While liquor may be cheaper in Goa, and so its use quite widespread, the use of spirits during an election campaign is not confined to just this one State. Since the poll body announced the election schedule, across the country cash, liquor and narcotics worth Rs 1,500 crore had been confiscated until a couple of days ago. As the poll dates grow nearer the seizures are expected to increase. This has been the experience of the past, and with the voting process going on till May 19, the seizures across the country could well tally into the tens of thousands.
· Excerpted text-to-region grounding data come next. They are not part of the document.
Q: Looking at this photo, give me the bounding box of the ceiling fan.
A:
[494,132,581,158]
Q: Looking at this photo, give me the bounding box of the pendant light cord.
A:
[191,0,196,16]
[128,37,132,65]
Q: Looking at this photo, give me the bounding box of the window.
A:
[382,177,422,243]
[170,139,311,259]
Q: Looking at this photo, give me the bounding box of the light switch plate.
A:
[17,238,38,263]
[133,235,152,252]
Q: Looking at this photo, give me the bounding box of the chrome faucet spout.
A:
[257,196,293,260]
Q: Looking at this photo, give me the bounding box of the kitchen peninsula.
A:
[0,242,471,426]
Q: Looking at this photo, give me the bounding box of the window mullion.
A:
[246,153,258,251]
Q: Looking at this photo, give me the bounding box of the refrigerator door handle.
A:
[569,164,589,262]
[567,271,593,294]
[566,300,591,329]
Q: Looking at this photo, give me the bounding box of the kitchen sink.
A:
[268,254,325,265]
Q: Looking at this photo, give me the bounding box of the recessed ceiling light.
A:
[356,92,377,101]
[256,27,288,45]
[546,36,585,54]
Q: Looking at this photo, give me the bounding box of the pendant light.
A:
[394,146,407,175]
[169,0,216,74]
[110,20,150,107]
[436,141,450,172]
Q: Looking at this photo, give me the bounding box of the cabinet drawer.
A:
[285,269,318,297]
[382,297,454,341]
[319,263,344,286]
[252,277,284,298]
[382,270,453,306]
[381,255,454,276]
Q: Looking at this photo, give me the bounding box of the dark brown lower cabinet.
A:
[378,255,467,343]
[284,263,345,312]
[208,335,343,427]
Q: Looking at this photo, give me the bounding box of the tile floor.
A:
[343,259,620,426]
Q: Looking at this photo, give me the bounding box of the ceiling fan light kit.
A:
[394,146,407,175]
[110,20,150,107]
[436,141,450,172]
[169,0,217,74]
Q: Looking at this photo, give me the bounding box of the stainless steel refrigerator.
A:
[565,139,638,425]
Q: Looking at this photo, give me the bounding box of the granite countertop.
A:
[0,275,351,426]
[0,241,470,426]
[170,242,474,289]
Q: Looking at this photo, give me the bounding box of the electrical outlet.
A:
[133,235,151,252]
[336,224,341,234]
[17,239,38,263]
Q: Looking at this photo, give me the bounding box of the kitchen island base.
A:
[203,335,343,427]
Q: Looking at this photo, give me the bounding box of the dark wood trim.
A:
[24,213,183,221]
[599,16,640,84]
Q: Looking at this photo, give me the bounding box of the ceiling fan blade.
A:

If alcohol is the magic potion that induces voters, then the distribution of cash is yet another big motivator for the electorate. Along with alcohol bottles, cash too has been seized, though in Goa it has not amounted to a really big amount, but the seizures of currency notes are also an indication that the demonetisation of Rs 500 and Rs 1000 notes has not had any effect in curtailing the use of black money in elections. Since cash too is being seized, the question that arises is from where have the candidates or the parties in the fray managed to get ready cash in hand? Demonetisation was meant to do away with black money, but then here is an example of how it has not succeeded.
In 2014, the seizures across the country that had been made of cash, liquor and drugs were far bigger than anticipated, indicating that the scale of the problem is not minor, but quite immense. At that time it had been said that the entry of businessmen in the political field had increased the ready cash flow into the electoral system. Five years later the issue still exists, perhaps it has even grown bigger, and it is only the strict vigilance by the monitoring teams of the Election Commission of India that is keeping check on the distribution of cash and alcohol to the voters.
But while monitoring will play its limited role, it is the voters who should say no to the inducements by the candidates and the parties. Unless this happens, those seeking to get elected will continue with attempts to bribe the electorate to make their entry into the political system.